台湾の家庭料理『烤烏魚子│焼からすみ』のレシピを紹介します。台湾みやげの代名詞でもあるからすみの調理方法を紹介します。お酒を振りかけてからオーブンやトースターで焼くだけですが、調理の手順を知らない人も多いのですは?作り方を覚えておけば台湾土産でもらった時だけではなく、自分で買って食べるときにも便利です。
からすみは漢字で「唐墨」とかき、中国の墨に形が似ていることから名づけられました。古代の墨は菜種油やごま油の煤を水で延ばし膠で固めたもので、古代から現代にいたるまで黒い染料として用いられてきました。炭が原料なので炭素が色素の正体です。唐墨というだけあって古代中国で発明され、世界中に広まっり、「チャイニーズインク」の名で呼ばれました。墨以外にも世界には古代より黒い染料が存在していました。
代表的なものは「セピア」、「ビストル」、「没食子インク」でしょう。それぞれ簡単に紹介します。

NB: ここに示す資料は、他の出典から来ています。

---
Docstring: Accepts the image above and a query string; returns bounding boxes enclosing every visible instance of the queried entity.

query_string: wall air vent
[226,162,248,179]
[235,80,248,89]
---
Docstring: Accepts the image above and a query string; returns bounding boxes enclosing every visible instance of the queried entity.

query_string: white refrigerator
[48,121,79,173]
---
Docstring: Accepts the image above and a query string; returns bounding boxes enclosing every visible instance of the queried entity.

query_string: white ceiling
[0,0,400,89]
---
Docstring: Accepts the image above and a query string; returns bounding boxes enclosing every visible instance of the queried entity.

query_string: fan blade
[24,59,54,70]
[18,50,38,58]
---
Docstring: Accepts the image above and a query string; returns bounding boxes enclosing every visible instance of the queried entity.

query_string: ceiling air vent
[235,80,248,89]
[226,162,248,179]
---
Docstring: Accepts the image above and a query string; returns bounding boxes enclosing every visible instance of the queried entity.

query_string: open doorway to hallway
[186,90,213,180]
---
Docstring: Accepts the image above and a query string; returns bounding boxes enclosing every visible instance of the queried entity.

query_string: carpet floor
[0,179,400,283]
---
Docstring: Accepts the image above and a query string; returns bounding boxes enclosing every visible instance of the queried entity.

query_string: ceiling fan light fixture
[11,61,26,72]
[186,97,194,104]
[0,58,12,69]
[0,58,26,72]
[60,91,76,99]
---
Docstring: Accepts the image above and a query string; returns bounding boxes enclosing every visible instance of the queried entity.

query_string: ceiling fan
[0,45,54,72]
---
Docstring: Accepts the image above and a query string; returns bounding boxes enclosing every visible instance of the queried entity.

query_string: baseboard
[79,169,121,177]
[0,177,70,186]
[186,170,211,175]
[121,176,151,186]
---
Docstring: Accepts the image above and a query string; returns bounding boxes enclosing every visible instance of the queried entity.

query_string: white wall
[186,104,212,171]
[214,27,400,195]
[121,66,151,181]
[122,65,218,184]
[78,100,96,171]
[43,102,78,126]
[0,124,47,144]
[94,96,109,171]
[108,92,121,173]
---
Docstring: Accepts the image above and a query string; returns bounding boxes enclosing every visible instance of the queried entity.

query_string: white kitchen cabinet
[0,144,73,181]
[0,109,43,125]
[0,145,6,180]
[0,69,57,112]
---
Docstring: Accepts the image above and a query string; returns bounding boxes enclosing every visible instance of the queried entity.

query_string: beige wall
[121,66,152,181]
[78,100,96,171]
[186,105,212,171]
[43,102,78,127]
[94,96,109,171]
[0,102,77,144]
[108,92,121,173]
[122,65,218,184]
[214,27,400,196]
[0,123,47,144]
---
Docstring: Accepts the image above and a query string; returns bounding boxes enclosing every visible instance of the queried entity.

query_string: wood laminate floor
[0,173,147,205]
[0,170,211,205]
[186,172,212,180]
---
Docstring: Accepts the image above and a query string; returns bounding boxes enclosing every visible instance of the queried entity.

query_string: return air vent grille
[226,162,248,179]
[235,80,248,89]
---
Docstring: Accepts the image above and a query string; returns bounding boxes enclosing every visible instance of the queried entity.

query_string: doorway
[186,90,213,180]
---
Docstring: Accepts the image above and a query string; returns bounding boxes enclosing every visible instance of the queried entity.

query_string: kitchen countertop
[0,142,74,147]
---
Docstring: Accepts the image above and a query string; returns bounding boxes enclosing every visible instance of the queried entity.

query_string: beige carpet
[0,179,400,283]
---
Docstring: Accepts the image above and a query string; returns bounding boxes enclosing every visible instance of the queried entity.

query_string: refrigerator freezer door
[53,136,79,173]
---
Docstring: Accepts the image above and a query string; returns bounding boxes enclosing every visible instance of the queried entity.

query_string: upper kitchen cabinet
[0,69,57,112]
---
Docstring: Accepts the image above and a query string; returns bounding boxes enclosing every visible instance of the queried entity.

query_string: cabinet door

セピアは日本人でもご存知の方も多いでしょう。淡い茶色に退色した写真の表現技法として知られていますが、もともとはセピアとはイカの墨(さらにはその大元であるコウイカそのもの)のことです。生物由来の黒いたんぱく質が色素の正体です。今でもギリシャやイタリアではコウイカのことをセピアと呼ぶそうです。昔はこの色素を使って白黒写真を現像していましたが、時間が経つとわれわれのよく知るセピア色に退色します。古い絵画もセピアを用いて書かれたものが多く、描画当初の色を再現するためにはセピアの分析が欠かせません。
ビストルはブナの木の根を燃やし、水で蒸留して得られる色素です。タールなどを主成分とし、こちらも古代より黒い色素として用いられてきました。淡い茶色がかった特徴のある黒色が得られます。こちらも多くの巨匠により絵画に用いられました。

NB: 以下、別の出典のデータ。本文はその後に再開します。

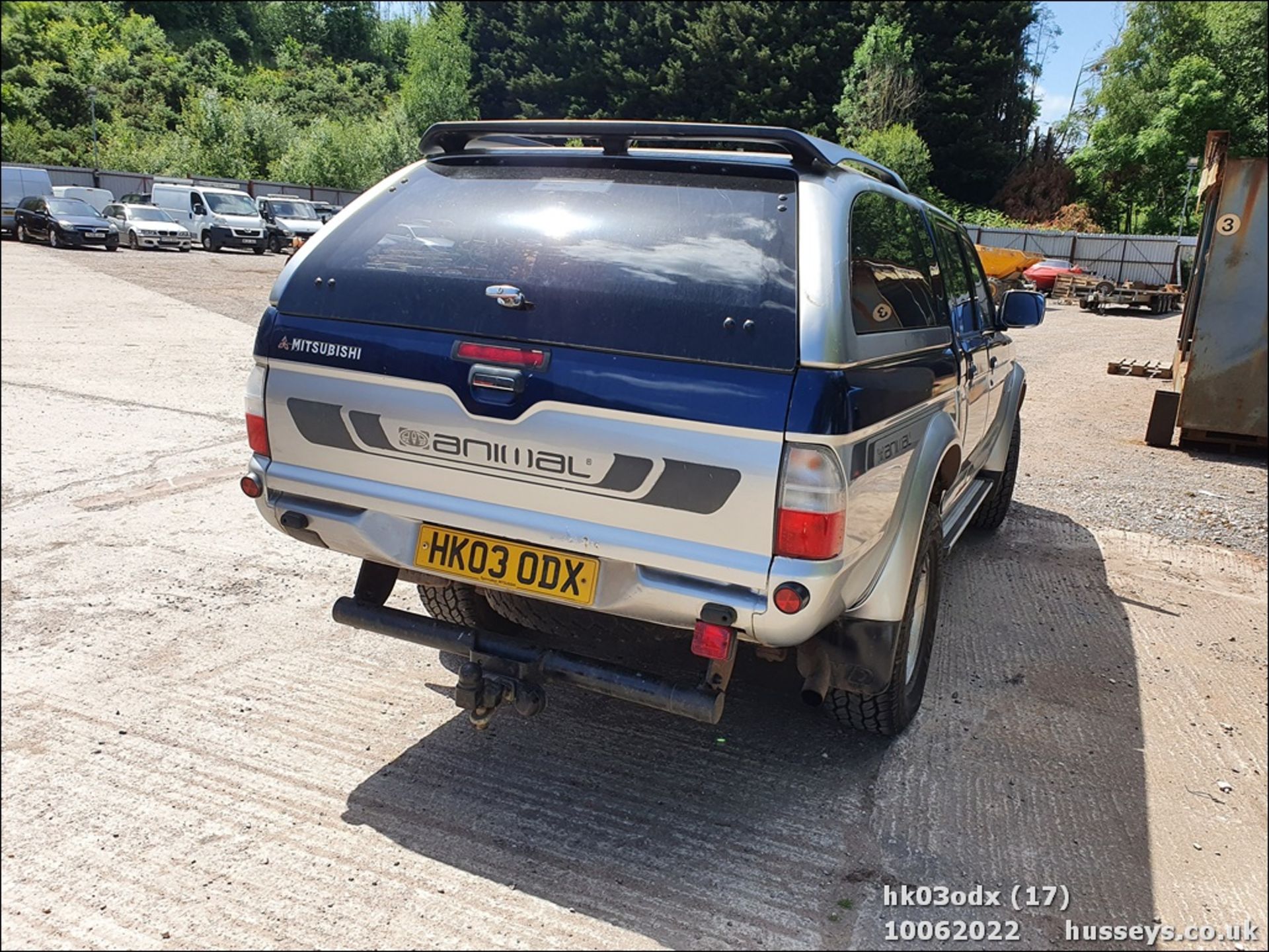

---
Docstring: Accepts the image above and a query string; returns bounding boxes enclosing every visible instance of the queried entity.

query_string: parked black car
[13,195,119,251]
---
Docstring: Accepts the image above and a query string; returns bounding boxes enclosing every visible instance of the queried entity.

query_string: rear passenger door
[958,229,1014,433]
[934,218,991,462]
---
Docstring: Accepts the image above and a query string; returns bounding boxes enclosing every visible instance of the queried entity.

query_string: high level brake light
[775,444,847,559]
[454,341,547,370]
[246,364,269,457]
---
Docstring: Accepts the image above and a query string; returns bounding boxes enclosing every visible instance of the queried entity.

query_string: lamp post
[1176,156,1198,238]
[87,86,102,171]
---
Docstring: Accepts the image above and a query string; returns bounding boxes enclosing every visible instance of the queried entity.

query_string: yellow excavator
[975,244,1044,298]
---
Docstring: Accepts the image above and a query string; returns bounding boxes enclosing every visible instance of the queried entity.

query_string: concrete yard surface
[0,242,1266,949]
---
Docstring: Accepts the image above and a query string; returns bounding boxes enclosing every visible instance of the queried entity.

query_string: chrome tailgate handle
[467,364,524,394]
[484,284,524,308]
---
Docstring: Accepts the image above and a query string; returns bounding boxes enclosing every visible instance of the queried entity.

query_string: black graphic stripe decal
[634,459,740,516]
[287,397,740,515]
[287,397,360,453]
[595,453,652,493]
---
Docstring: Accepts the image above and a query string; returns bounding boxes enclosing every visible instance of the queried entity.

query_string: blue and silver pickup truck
[243,120,1044,734]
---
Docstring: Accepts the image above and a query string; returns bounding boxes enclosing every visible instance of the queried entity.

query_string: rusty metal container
[1173,133,1269,446]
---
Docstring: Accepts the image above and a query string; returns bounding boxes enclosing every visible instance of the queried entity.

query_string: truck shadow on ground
[344,503,1153,948]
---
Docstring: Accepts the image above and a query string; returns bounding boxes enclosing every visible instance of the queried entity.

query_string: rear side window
[957,231,993,328]
[278,159,797,369]
[850,192,938,334]
[934,221,977,334]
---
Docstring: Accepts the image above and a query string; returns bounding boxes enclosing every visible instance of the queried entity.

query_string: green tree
[401,4,476,134]
[833,19,929,145]
[1071,1,1269,232]
[854,123,934,196]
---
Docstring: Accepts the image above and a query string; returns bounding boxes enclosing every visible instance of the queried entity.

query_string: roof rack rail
[419,119,909,192]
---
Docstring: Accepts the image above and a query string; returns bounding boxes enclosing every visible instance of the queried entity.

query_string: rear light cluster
[246,364,269,457]
[775,444,847,559]
[691,621,736,662]
[454,341,547,370]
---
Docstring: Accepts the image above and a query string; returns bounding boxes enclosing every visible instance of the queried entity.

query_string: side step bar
[331,562,735,726]
[943,476,996,552]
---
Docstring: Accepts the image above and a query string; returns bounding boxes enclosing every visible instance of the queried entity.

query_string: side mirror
[1000,290,1044,327]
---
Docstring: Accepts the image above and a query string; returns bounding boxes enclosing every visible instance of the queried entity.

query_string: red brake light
[454,341,547,369]
[691,621,735,662]
[774,444,847,559]
[246,414,269,457]
[775,509,847,559]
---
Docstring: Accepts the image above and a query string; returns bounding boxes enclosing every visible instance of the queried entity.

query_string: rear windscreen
[278,160,797,367]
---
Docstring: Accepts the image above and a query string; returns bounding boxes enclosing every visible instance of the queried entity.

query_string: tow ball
[454,662,547,730]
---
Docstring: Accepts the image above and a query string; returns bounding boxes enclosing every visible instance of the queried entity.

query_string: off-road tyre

「没食子インク」は非常に古くから用いられた色素で、世界最古の聖書もこのインクを用いて書かれています。色の正体は酸化鉄(II)で、使用前に適当なpHの溶液と混ぜ合わせて自前でインクを調合する必要がありました。しかし適当に調合された没食子インクは時間と共に色が濃ゆくなり、現代の油性インキのように水で落ちないという性質があり、記録媒体として非常に重宝されました。

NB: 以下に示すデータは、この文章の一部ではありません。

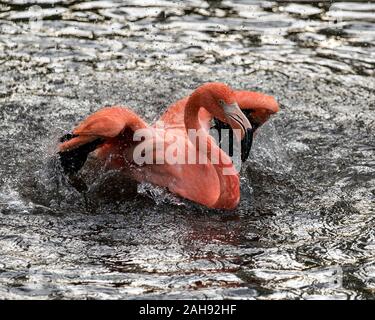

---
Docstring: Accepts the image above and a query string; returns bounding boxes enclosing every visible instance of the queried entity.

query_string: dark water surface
[0,0,375,299]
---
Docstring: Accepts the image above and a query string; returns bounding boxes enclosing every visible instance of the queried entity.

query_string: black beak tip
[241,128,254,162]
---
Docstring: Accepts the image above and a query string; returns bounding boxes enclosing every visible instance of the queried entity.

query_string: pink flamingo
[59,83,278,209]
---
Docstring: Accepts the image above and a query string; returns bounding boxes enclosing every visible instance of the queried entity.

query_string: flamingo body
[59,83,275,209]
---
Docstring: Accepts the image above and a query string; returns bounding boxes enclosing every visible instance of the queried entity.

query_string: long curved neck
[184,95,202,131]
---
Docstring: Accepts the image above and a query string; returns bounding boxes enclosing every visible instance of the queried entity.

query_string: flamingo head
[235,91,280,132]
[192,82,253,161]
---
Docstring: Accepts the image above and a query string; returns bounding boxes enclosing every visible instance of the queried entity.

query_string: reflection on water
[0,0,375,299]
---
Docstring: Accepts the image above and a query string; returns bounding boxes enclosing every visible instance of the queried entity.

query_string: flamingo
[59,82,277,210]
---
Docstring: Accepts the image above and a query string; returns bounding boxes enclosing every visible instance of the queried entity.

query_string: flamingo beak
[224,103,254,162]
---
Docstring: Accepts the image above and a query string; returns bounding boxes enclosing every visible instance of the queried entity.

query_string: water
[0,0,375,299]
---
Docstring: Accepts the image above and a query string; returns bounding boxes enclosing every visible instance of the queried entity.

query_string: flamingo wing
[59,107,147,174]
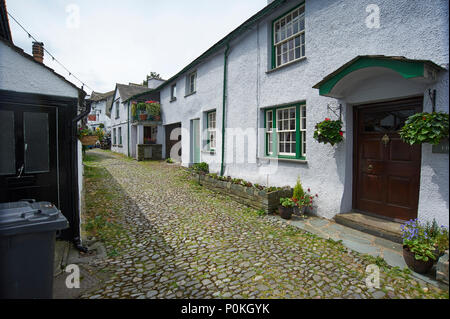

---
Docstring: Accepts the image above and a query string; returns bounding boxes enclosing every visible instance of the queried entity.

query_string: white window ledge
[266,56,306,74]
[257,156,308,164]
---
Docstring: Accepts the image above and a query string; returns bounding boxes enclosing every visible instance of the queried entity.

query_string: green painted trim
[318,57,425,95]
[264,102,306,160]
[271,1,306,69]
[206,110,217,151]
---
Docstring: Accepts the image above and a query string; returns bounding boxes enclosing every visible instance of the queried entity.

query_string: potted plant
[78,127,99,146]
[399,112,449,145]
[401,219,448,274]
[131,102,137,117]
[314,118,344,145]
[136,102,148,121]
[278,197,295,219]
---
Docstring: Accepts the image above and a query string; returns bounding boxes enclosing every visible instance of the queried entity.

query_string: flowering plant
[314,118,344,145]
[399,112,449,145]
[401,219,437,262]
[280,197,297,207]
[296,188,319,208]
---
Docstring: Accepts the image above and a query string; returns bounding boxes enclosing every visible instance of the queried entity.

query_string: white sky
[6,0,267,94]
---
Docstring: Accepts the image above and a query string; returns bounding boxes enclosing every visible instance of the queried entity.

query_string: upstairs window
[264,104,306,159]
[206,111,217,151]
[170,84,177,101]
[272,4,305,68]
[186,72,197,95]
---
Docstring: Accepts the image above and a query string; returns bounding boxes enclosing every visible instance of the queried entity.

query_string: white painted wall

しかし上記の黒色素では深い黒を表現することができず、いわゆる「黒」 を表現するためには超高級黒色素として現代でも使われる象牙を焼成した「アイボリーブラック」や、紫の染料を濃厚に使うという手法が取られていました。
日本でも古代より高貴な色(つまり希少品)として知られている「紫(シコンやムラサキガイの色素)」をこれでもかと濃密に使って表した「黒」は古代では超超貴重品だったことでしょう。あんがい日本で最も高貴であるとされた色は「紫」ではなく、それを使って表現しようとした「深黒」だったのかもしれません。
現代では数多くの黒を表現する色素や物質が発見されており、 身の回りには様々な「黒」があふれています。数年前には可視光の99.9%以上を吸収する「ベンタブラック」という物質も発明され、実用化されています。手に入らないからこそ高貴な色とされた黒。その黒を称える古代の人が、もし現代によみがえったとしたら。身の回りにあふれる黒を見て「やっぱり未来ってスゲー」と思うのでしょうか(笑)。
それではレシピです。
[材料]
からすみ ……… 1枚
[調味料]
酒 ……… 適量
(臭み抜き、香りづけなので、好みの種類の酒を使うとよい)
[作り方]
1.からすみを自然解凍し、片面に酒を振りかけて3分放置する。ひっくり返して再び酒をふりかけ、再び3分放置する。酒に5分ほど浸けておいてもおいてもよい。
2.オーブンで作るなら200度に予熱しておき、3分焼く。トースターで焼くなら強火で同じく3分ほど過熱する。
3.取り出したからすみを薄切りにし、器に盛り付けて完成。
Point!
通常はからすみと同様に薄切りにしたダイコン、ナシなどを添えて食べます。筆者の考えでは、ある程度さっくりとした食感があればどんな食材とも合うと思うので、機会があれば季節の野菜や果物と合わせて食べてみて下さい。カキ、リンゴ、モモなどの果物やノリ、胡麻煎餅、クラッカーなども合うと思います。細かく刻んでサラダに振りかけても良さそうです。
炙るにしろ焼くにしろ、火を通すのは表面だけです。
酒はアルコール度数の高いものの方が臭みが抜けやすく、香りも残ります。紹興酒や老酒、ウォッカ、ブランデー、焼酎などを使いましょう。もちろん日本酒でもよい香りがつきますが、アルコール分が少ないので一度焼いた後に表面に刷毛で薄く塗ったりすると効果的です。